What is actually included in the fee?
A well-structured PEO fee should include all of the following at no additional charge:
- Payroll processing (all pay cycles)
- Federal, state, and local tax filing
- W-2 and 1099 preparation
- HR technology platform and employee self-service
- HR advisory support (employee handbook, compliance guidance)
- EPLI (Employment Practices Liability Insurance) coverage
- New hire onboarding administration
- ACA compliance support
What should be negotiated separately or is sometimes included:
- Benefits administration (usually bundled)
- Workers comp (usually a separate line item based on class code)
- 401(k) administration (varies by provider)
- Off-cycle payroll runs (watch for add-on fees)
The line items worth negotiating
Most business owners accept the first proposal they receive. That is a mistake. Here are the levers that move in almost every negotiation:
- The administrative PEPM itself. If you have 20+ employees and a clean workers comp history, you have negotiating leverage. Use it. A 10-15% reduction on the admin fee is common when an experienced advisor is involved.
- Health plan contribution structure. PEOs offer multiple plan options. The employer contribution percentage is negotiable — you do not have to take whatever the default is.
- Workers comp deposit. Some PEOs require a large upfront deposit. This is negotiable, especially if your claims history is clean.
- Implementation fees. Some PEOs charge $500-$2,000 to set you up. These are often waived entirely if you push back or use an advisor.
- Annual rate increase caps. Get a cap on year-over-year administrative fee increases written into the contract. 3-5% is reasonable.
How to read a PEO proposal
When a PEO sends you a proposal, here is exactly what to check:
- Separate the admin fee from benefits costs. The admin fee is what you pay the PEO. Benefits costs are what you pay for coverage. They should be on separate line items.
- Calculate the all-in PEPM. Take the total monthly cost (admin + any additional fees), divide by your headcount. Compare this number across proposals — not the headline rate.

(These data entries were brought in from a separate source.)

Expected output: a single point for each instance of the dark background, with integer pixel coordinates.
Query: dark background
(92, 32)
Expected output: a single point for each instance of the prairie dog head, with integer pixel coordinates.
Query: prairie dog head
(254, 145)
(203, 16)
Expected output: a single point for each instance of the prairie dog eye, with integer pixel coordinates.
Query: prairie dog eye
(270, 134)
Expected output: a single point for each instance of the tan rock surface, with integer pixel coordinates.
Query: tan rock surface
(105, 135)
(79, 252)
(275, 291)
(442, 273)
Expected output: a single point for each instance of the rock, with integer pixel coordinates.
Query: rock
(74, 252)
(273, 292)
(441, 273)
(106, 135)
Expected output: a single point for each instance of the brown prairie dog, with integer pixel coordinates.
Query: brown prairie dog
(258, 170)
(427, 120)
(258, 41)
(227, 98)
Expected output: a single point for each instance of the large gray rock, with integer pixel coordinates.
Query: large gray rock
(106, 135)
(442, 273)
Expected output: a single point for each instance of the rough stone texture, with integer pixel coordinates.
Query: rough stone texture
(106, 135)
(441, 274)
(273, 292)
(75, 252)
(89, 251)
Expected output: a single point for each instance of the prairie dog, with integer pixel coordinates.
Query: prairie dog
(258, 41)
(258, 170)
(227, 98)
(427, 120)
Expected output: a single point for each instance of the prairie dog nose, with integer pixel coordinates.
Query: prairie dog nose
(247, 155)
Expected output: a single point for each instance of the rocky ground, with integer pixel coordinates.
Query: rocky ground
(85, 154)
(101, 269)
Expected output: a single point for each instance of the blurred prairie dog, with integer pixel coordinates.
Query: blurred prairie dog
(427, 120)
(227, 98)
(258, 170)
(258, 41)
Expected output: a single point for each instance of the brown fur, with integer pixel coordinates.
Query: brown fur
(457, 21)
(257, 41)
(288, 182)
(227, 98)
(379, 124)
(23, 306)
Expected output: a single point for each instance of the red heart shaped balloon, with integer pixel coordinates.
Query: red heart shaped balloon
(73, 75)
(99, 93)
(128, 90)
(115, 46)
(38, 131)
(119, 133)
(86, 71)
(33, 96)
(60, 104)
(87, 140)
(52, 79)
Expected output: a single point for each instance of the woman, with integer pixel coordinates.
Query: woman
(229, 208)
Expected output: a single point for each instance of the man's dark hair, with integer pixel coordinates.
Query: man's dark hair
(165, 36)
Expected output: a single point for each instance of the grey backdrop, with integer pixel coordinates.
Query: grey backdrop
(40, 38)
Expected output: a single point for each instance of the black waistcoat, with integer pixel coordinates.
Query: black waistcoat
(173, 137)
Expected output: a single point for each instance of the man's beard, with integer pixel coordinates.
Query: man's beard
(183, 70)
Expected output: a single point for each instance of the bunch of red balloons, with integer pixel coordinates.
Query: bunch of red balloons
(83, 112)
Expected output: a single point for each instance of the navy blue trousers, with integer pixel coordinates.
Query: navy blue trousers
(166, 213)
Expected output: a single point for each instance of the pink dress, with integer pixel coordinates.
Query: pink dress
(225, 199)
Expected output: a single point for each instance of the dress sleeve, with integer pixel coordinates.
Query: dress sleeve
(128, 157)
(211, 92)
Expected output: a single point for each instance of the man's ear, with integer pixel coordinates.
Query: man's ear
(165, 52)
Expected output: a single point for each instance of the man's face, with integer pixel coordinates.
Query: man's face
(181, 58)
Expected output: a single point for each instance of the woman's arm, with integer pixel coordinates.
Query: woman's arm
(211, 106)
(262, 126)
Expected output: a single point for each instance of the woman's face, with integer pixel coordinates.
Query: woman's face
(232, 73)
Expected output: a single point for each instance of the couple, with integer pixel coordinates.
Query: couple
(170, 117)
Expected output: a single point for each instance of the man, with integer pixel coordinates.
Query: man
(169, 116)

- Check the workers comp rate. Get your experience modification factor (X-mod) and compare what the PEO is charging per $100 of payroll against your current rate.
- Look for auto-renewal clauses. Some PEO contracts auto-renew with price increases. Know the cancellation notice period — typically 60-90 days.
- Understand the exit process. What happens to your benefits, payroll, and employee records when you leave? Get this in writing before you sign.
The honest reason most businesses overpay for PEO: They evaluated one or two proposals without knowing what fair looks like. An independent advisor who sees hundreds of proposals per year can tell you within minutes whether a proposal is competitive, high, or frankly aggressive — and on which specific line items to push back.
What does total PEO cost look like in practice?
Here is a realistic example for a 25-person professional services company in Colorado:
| Cost Component | Monthly Cost |
|---|---|
| PEO admin fee (25 employees × $140 PEPM) | $3,500 |
| Health insurance pass-through (25 employees × $650 avg) | $16,250 |
| Dental/vision pass-through | $1,100 |
| Workers comp (low-risk class) | $800 |
| Total monthly | $21,650 |
| Per employee per month (all-in) | $866 |
For context: the same company buying comparable health insurance on the small group market, plus payroll software, plus HR advisory support, would typically spend $900-$1,100 per employee per month — with worse benefit plan quality and no compliance infrastructure.